U.S. Dollar Unusual Behaviour Despite







From the middle of 2008 until February 2009, the dollar had been the safe haven vehicle. But in March, when risk appetite came back into the market, the safe haven trade began to slowly unwind. That means, since March, good news for the economy has meant bad news for the dollar.
You can see it in the chart below of the British pound vs. the U.S. dollar. The pound dropped sharply (U.S. dollar rose) on risk aversion as investors fled to the dollar. Now the pound is riding higher on a wave of surging risk appetite.
Within this risk environment, the relationship between financial markets and risk has been abundantly clear: When risk appetite is high … stocks, commodities, interest rates and all currencies (except for the U.S. dollar) rally.
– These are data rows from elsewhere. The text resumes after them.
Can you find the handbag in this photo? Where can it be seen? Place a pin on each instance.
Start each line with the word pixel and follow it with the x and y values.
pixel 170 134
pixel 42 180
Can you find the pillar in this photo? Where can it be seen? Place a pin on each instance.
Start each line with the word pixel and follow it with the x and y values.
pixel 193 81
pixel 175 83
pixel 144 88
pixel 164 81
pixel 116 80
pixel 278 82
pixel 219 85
When fear creeps back in, the dollar benefits, the U.S. Treasury market benefits and almost everything else goes south.
So, when last week’s employment report showed a lower unemployment rate and fewer jobs lost, the dollar should have taken a hit. But it didn’t. Instead, it rallied!
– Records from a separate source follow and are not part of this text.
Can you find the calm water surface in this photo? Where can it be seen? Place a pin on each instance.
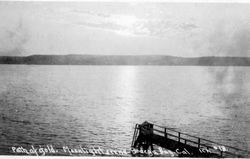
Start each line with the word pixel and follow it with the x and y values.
pixel 99 105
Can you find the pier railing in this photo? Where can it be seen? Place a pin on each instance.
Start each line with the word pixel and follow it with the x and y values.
pixel 201 143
Well, one day doesn’t make a trend.
And after the markets digested a cautiously positive statement by the Fed this week on the economy, the resulting activity in the currencies spoke clearly: For the moment, it’s still all about risk appetite.
I do, however, expect a shift in market focus to take place in the near term, to accommodate this growing sentiment of recovery. I think that global capital will begin shifting toward those economies that are relative outperformers. And for 2009 and 2010, consensus estimates have the U.S. outperforming other major developed market economies.
Last month, the IMF downgraded its forecast on the Eurozone, expecting the region’s economy to fall 4.8 percent in 2009. And for 2010, while all other economies are expected to grow, the Eurozone is expected to fall more.
Then Germany and France, the two largest economies in the Eurozone, shocked the market this week by posting actual growth for the second quarter!
On top of that, central banks are now upgrading economic forecasts for 2009, a year that was first thought to be a complete disaster. And the 2010 numbers are being boosted even more.
In fact, the European Central Bank has now revised its expectations for 2009 and 2010: Expecting just a slight contraction in 2009 and growth in 2010.
But in a period where less bad is the new good, and economies have stopped free-falling and are now showing signs of improvement, the recovery story is about sustainability, not just data points.